Our view: The market acceptance of open-ended infrastructure contractual investment funds remains to be seen with regard to the maturity mismatch of an illiquid investment in an open-ended retail fund structure.
Finally, the FLA intends to make further changes to the German Investment Code in order to reduce bureaucracy and to digitise supervision. Numerous written form requirements are to be abolished, which will ultimately save investors costs.
Unfortunately, however, and contrary to this concept, a semi-professional investor with a minimum investment amount of 200,000 euros still has to provide a written risk confirmation statement to the fund manager. Digital equivalents should, in our view, be sufficient in every respect for a semi-professional (!) investor; in any case, it should at least suffice if the investor provides a digital copy of the signed risk confirmation statement. The government draft has not remedied this despite corresponding criticism expressed by industry groups.
From April 2023 onwards, communication with BaFin shall take place electronically as a matter of principle. The supervised entities and other persons named in the new draft section 7b of the German Investment Code will be obliged to use the electronic communication procedure provided by BaFin for the aforementioned forms of communication and procedures. The electronic communication shall already begin with the application for permission or registration as an AIFM. This electronic communication procedure shall be used to transmit information and documents to BaFin within the scope of the aforementioned applications.
There will, however, also be introduced an obligation to check the digital inbox every five calendar days.
Our view: The progressive efforts to reduce bureaucracy are to be welcomed.

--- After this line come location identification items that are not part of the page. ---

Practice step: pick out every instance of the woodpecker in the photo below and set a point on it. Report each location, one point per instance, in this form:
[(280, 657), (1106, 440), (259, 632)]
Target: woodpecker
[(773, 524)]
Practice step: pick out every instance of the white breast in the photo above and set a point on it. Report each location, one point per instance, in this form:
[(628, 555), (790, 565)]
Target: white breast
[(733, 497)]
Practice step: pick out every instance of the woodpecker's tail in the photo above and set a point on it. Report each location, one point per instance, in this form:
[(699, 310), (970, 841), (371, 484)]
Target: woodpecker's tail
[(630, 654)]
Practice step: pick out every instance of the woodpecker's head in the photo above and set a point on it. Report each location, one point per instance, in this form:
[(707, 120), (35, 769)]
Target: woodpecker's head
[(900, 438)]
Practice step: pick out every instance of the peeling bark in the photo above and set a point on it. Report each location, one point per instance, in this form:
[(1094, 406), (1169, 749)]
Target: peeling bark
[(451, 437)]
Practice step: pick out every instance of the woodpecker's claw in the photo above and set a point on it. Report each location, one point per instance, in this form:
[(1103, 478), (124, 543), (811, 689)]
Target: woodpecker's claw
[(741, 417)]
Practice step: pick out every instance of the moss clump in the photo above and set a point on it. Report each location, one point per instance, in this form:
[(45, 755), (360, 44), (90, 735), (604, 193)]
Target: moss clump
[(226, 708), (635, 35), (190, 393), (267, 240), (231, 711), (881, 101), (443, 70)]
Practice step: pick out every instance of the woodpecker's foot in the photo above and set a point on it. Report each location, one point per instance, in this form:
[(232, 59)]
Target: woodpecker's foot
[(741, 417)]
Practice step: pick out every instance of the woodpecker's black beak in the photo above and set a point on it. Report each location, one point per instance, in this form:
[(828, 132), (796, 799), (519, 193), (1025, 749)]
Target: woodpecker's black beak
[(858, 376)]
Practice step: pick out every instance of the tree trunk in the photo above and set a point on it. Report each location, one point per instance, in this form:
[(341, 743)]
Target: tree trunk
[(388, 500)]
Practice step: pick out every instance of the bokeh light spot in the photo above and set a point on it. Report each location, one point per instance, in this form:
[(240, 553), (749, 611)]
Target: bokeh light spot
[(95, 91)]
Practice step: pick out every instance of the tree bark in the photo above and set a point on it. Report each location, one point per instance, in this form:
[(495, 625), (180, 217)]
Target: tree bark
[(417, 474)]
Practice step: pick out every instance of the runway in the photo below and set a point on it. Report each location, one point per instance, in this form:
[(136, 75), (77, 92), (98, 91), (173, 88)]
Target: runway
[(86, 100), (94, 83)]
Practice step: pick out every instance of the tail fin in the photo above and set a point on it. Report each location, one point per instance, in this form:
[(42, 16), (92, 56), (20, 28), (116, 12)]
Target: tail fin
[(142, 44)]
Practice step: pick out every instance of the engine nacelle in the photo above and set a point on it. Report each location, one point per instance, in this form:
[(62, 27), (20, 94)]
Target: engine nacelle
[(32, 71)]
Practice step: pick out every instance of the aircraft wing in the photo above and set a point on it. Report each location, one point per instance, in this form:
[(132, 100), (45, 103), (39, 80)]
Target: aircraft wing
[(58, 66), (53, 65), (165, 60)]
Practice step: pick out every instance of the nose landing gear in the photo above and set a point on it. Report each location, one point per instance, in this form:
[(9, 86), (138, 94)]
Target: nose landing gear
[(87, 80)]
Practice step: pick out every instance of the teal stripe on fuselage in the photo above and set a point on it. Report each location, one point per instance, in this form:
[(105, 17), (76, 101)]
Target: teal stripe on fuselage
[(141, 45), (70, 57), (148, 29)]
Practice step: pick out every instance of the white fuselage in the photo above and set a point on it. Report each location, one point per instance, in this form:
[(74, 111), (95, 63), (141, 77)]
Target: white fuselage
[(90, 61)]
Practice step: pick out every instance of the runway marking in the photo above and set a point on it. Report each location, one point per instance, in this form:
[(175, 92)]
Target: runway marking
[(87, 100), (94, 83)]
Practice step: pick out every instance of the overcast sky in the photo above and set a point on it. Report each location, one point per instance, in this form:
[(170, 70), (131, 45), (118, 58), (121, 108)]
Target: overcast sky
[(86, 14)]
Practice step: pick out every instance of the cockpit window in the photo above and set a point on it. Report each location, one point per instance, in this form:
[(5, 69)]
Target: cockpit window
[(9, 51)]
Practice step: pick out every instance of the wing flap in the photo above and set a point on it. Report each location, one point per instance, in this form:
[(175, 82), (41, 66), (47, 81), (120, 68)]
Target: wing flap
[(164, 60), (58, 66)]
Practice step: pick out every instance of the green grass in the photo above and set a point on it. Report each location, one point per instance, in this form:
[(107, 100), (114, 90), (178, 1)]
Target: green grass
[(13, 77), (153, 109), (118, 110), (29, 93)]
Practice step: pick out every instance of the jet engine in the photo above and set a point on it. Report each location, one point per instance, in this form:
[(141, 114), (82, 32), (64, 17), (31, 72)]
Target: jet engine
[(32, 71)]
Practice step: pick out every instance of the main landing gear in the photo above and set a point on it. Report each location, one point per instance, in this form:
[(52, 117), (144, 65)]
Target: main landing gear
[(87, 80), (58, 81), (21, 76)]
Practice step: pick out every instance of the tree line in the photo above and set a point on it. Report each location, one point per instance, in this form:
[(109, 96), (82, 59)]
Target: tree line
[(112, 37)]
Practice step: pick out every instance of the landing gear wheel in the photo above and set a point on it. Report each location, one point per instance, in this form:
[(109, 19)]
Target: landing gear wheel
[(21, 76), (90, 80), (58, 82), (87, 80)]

Electronic communication with BaFin enables a more efficient exchange of information and contributes to cost reduction. Instead of a regular check of incoming mail, however, an automatic notification of receipt would be desirable. Digitisation efforts should also not stop at individual written form requirements.
The government draft will now be forwarded to the German Federal Council. The German Federal Council is entitled to comment within six weeks. The German federal government would then present its view in a counterstatement. The draft will subsequently be submitted to the German parliament together with the statement and the counterstatement. It remains to be seen whether the FLA will be passed in the German parliament before the upcoming election in September 2021.
The planned tax changes to the VAT exemption for the management fee and the promotion of employee stock ownership plans are to apply as early as 1 July 2021. Retroactive entry into force is not possible for VAT. The other changes are to come into force on 2 August 2021, with the exception of electronic communication with BaFin, which is not to be possible until 1 April 2023.